Apple, Microsoft, and Google all receive poor grades on repairability report card

Apple MacBook Air
 Laptops and smartphones made by Apple, Microsoft, and Google are considerably less repair-friendly than those made by competitors Asus, Dell, and Motorola, according to a new report. These findings may be unsurprising to people who like to fix gadgets, but the data to back them up comes from an unusual source: the companies themselves.

The report, released today by the US Public Research Interest Group’s Education Fund, draws on data companies are now releasing in France to comply with the government’s world-first “repairability index” law, which went into effect last year. The law requires manufacturers of certain electronic devices, including cell phones and laptops, to score each of their products based on how easily repairable it is and make that score, along with the data that went into it, available to consumers at point-of-sale.

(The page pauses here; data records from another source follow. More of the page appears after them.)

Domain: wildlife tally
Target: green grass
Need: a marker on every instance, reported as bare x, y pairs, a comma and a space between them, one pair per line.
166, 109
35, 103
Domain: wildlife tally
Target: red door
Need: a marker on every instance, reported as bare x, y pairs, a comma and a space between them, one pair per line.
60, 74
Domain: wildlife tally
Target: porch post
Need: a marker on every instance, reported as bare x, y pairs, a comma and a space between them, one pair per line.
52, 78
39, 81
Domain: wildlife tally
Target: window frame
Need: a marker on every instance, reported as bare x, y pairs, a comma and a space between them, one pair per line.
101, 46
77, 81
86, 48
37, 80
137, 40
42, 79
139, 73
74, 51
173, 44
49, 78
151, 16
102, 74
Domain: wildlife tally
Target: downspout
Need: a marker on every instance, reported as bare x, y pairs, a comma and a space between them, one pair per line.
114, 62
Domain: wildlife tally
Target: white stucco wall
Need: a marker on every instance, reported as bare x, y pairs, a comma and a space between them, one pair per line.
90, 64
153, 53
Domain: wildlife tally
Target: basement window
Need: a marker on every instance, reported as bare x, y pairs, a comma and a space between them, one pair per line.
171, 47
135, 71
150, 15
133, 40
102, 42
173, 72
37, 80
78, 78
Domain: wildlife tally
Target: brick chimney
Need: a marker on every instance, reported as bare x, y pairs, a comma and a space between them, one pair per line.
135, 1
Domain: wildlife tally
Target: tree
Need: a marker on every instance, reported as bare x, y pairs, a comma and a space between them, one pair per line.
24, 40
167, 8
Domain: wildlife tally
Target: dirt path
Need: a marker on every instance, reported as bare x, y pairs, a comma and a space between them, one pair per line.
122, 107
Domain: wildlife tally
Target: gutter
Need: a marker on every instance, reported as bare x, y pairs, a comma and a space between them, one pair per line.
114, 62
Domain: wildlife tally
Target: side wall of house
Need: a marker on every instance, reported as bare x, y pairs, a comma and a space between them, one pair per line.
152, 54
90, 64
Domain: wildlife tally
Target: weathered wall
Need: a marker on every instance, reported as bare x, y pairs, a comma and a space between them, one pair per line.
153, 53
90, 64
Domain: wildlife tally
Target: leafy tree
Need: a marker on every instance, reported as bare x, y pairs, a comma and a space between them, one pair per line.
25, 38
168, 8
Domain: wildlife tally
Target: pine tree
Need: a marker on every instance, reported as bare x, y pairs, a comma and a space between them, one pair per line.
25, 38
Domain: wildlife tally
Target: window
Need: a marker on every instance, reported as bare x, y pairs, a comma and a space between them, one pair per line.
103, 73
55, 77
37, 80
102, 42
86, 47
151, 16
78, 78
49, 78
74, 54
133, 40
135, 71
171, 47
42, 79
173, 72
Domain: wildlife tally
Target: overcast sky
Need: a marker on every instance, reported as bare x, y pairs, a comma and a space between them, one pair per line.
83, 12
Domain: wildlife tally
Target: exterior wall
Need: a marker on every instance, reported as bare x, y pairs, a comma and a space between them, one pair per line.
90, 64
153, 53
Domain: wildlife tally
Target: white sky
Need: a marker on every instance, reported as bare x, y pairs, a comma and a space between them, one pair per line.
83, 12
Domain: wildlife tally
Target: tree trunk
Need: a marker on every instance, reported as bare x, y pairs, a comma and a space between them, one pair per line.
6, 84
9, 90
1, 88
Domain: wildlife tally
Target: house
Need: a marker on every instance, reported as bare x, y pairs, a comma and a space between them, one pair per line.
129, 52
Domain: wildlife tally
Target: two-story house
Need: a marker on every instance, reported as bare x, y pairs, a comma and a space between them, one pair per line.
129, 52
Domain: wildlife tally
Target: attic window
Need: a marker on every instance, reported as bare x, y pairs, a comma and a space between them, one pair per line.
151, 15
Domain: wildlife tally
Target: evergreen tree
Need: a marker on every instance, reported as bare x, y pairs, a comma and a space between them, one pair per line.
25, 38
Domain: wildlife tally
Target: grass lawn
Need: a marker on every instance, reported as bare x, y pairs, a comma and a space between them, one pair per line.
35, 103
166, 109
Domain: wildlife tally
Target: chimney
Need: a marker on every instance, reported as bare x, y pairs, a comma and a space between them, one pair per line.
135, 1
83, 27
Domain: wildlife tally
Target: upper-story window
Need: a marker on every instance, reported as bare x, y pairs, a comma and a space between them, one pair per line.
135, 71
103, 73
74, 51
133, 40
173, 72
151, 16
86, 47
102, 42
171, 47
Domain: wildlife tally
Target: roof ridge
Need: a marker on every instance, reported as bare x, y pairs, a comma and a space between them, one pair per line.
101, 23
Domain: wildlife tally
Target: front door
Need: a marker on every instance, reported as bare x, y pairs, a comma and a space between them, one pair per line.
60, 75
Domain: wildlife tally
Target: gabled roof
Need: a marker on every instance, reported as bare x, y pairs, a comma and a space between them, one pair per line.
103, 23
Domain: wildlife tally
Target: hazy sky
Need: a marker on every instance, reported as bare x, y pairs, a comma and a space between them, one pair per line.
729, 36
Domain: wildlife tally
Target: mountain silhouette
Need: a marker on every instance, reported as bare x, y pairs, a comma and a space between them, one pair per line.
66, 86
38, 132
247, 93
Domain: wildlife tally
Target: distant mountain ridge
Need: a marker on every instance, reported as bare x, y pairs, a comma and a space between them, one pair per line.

To make that information more accessible to Americans, US PIRG, with assistance from the repair guide site iFixit, compiled French repair scores for 187 laptops and phones produced by 10 major US manufacturers. Rather than simply regurgitate the French scores in English, US PIRG, which runs a right-to-repair advocacy campaign, decided to augment them by penalizing companies that fight against legislation that would facilitate independent repair. The result is a hybrid score that shows how fixable companies’ products are and whether the company is actively opposing consumers’ right to fix them.

“If a company actively lobbies, or is part of a coalition lobbying effort, to prevent access to parts, service information and repair tools, that indicates a hostile attitude toward repair choice,” report author Nathan Proctor, who leads US PIRG’s right-to-repair campaign, tells The Verge. “If you want to ensure your product is fixable now and into the future, you should consider the manufacturer’s approach to the repair ecosystem.”